Sem deixar sua proposta crítica de lado, ao mesmo tempo em que anda com a história, Spike Lee apresenta imagens reais da guerra e personagens importantes. Tudo que serve este conceito de documentário, é mostrado em proporção de 4:3, assim como as cenas de flashback durante a guerra em 1971. Nestas cenas, o diretor acerta ao colocar os atores visualmente como estão em 2020, sem precisar de um rejuvenescimento como foi feito em “O Irlandês”, de Martin Scorsese. É fácil de entender e não passa a sensação de estranhamento. Quando retorna para a história atual, o filme retoma o formato widescreen.
O diretor de fotografia Newton Thomas Sigel (“Bohemian Rhapsody”) realiza um belíssimo trabalho criando diferentes tratamentos de cores conforme a época em que a cena foi filmada. As cenas de guerra são muito bem feitas, mostrando também as dificuldades que a selva impunha aos combatentes. Mostra como o Vietnã também foi devastado, afinal a versão americana é sempre deturpada com uma dose extra de patriotismo. Além disso, são diversas as homenagens a “Apocalypse Now”, de Francis Ford Coppola, em especial com um trecho da ópera de Richard Wagner, Ride of the Valkyries, enquanto seguem na busca do tesouro.

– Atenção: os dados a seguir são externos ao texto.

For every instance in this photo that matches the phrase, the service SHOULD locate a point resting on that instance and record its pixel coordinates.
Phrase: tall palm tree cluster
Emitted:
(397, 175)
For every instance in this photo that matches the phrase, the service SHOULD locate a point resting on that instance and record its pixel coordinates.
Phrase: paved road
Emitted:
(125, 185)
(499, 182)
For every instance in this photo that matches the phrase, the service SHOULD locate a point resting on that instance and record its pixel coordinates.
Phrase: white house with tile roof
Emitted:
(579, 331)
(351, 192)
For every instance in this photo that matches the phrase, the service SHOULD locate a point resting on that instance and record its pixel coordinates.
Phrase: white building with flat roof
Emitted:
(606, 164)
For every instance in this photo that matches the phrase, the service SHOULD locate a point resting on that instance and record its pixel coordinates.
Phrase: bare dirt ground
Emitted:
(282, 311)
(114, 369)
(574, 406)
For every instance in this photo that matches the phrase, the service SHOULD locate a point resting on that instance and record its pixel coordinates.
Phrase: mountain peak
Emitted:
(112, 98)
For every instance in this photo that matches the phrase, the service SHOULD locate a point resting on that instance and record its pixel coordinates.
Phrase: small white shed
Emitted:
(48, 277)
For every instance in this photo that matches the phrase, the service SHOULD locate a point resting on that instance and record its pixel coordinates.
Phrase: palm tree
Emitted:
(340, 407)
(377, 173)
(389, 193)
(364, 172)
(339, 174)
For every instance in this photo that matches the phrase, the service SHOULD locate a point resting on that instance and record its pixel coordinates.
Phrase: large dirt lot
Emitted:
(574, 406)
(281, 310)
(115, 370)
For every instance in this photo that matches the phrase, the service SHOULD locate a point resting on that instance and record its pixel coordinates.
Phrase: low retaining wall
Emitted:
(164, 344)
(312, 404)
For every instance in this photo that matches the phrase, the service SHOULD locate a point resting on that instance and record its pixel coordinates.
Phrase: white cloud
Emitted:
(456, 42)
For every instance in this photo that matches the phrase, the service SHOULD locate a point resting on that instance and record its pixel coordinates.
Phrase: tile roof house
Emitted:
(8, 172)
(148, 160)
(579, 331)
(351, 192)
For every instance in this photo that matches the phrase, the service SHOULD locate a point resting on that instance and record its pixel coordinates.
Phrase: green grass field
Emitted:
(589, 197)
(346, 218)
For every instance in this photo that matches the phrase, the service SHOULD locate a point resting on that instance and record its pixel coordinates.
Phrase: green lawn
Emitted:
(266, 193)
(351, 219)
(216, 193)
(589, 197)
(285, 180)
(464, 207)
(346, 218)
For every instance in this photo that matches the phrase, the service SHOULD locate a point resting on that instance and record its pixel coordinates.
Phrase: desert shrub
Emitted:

O compositor Terence Blanchard aproveita muito das músicas de Marvin Gaye, principalmente do álbum What’s Going On, em que utiliza melodias do funk e do jazz carregando letras críticas sobre violência e a guerra. Blanchard também é pontual ao trazer elementos militares, sabendo o momento correto pra criar um clima ou amenizar a tensão.
Apesar do grupo todo contar com excelentes atuações, a história é direcionada para Delroy Lindo brilhar. O personagem vive em constante mutação de sentimentos e possui traumas que não cessam. O ator possui duas cenas com monólogos que são emocionantes – sabendo disso, Lee cria um cenário perfeito para sua performance com movimentação em selva durante um plano fechado no rosto de Lindo. É incrível ver como suas palavras transmitem o horror e a sensação de que a guerra ainda não acabou na sua cabeça.
Muhammad Ali abre o filme com uma frase contra a Guerra no Vietnã. “Minha consciência não me permite atirar em um irmão. Por que atiraria neles?”. Mesmo falando sobre um conflito do passado, “Destacamento Blood” é um filme muito atual. Após a batalha, a “gratidão” do governo veio apenas como brutalidade da polícia americana. Semanas após a morte de George Floyd, homem negro de 46 anos assassinado por um policial branco na cidade de Minneapolis, é óbvio de que muitas coisas não mudaram. Seja no Vietnã, em Memphis, em Minneapolis, em São Paulo ou no Rio de Janeiro. Não importa o lugar ou a época: vidas pretas importam e Spike Lee sabe muito bem representar isso em tela.